Author: paul-szczepanek-arm

features/FEATURE_BLE/ble/generic/KVStoreSecurityDb.h

@@ -0,0 +1,236 @@
+/* mbed Microcontroller Library
+ * Copyright (c) 2018 ARM Limited
+ *
+ * Licensed under the Apache License, Version 2.0 (the "License");
+ * you may not use this file except in compliance with the License.

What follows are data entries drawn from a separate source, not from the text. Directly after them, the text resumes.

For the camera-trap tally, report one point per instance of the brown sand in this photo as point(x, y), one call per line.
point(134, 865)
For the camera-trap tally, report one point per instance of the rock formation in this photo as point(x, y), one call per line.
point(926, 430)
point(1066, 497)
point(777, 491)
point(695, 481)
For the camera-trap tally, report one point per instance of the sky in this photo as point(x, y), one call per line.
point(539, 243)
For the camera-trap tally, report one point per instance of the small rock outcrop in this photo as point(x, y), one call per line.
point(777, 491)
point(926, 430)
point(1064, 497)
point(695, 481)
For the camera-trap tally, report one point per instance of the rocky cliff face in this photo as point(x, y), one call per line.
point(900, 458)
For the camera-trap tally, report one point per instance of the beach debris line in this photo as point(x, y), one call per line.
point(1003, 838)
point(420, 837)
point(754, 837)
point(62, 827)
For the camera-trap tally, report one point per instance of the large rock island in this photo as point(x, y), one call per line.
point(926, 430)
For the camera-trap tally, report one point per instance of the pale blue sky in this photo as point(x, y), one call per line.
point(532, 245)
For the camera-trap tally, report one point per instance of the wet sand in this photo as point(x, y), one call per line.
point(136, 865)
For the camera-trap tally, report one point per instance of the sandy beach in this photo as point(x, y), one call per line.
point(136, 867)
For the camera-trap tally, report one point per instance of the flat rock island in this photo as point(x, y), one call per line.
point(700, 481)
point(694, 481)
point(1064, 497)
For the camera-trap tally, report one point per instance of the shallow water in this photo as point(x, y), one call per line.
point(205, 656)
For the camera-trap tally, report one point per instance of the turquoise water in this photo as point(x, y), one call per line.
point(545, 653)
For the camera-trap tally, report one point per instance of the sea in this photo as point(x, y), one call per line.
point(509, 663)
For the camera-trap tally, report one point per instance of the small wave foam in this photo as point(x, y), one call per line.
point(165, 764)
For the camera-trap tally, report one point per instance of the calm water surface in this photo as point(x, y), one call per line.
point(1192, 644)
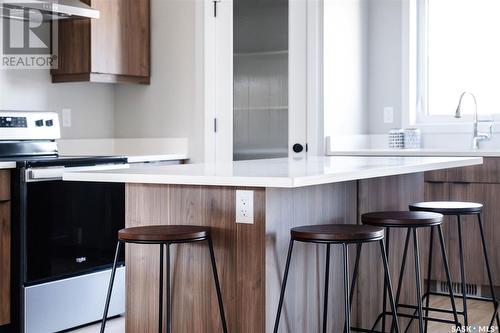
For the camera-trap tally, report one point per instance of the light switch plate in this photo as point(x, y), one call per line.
point(244, 207)
point(66, 117)
point(388, 115)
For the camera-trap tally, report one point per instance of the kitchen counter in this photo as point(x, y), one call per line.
point(281, 172)
point(156, 158)
point(7, 164)
point(416, 152)
point(250, 256)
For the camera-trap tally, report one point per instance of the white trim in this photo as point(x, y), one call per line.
point(209, 45)
point(218, 48)
point(224, 81)
point(315, 117)
point(297, 75)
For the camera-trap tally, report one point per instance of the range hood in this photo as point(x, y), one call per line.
point(50, 9)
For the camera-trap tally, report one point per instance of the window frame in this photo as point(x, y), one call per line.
point(415, 76)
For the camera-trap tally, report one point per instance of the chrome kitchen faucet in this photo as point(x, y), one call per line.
point(477, 136)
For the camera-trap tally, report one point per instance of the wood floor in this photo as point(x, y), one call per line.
point(479, 314)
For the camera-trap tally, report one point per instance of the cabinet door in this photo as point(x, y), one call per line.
point(269, 78)
point(120, 37)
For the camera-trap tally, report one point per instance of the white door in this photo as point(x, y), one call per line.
point(259, 51)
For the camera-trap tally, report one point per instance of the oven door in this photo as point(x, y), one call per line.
point(71, 228)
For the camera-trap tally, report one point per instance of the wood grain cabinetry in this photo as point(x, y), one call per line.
point(112, 49)
point(5, 247)
point(477, 184)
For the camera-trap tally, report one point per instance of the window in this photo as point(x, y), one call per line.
point(457, 51)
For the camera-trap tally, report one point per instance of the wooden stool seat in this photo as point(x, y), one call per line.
point(402, 219)
point(164, 233)
point(164, 236)
point(337, 233)
point(448, 207)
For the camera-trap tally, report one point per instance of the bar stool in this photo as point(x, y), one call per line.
point(338, 234)
point(165, 235)
point(412, 221)
point(459, 209)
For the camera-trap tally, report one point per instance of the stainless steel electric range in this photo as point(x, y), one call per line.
point(63, 233)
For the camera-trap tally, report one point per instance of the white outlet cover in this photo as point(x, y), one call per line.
point(388, 115)
point(244, 207)
point(66, 117)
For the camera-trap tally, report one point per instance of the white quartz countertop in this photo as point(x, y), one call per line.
point(280, 172)
point(416, 152)
point(156, 158)
point(7, 165)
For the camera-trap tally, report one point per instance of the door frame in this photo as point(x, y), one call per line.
point(305, 79)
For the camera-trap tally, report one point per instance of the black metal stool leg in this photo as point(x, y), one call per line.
point(354, 276)
point(417, 280)
point(448, 274)
point(429, 275)
point(384, 300)
point(387, 281)
point(110, 288)
point(347, 307)
point(327, 278)
point(462, 271)
point(217, 285)
point(283, 286)
point(488, 270)
point(160, 295)
point(402, 270)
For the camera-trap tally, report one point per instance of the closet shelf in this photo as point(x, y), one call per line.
point(261, 54)
point(262, 108)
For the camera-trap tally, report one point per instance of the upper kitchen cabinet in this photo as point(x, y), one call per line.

+ * You may obtain a copy of the License at
+ *
+ *     http://www.apache.org/licenses/LICENSE-2.0
+ *
+ * Unless required by applicable law or agreed to in writing, software
+ * distributed under the License is distributed on an "AS IS" BASIS,
+ * WITHOUT WARRANTIES OR CONDITIONS OF ANY KIND, either express or implied.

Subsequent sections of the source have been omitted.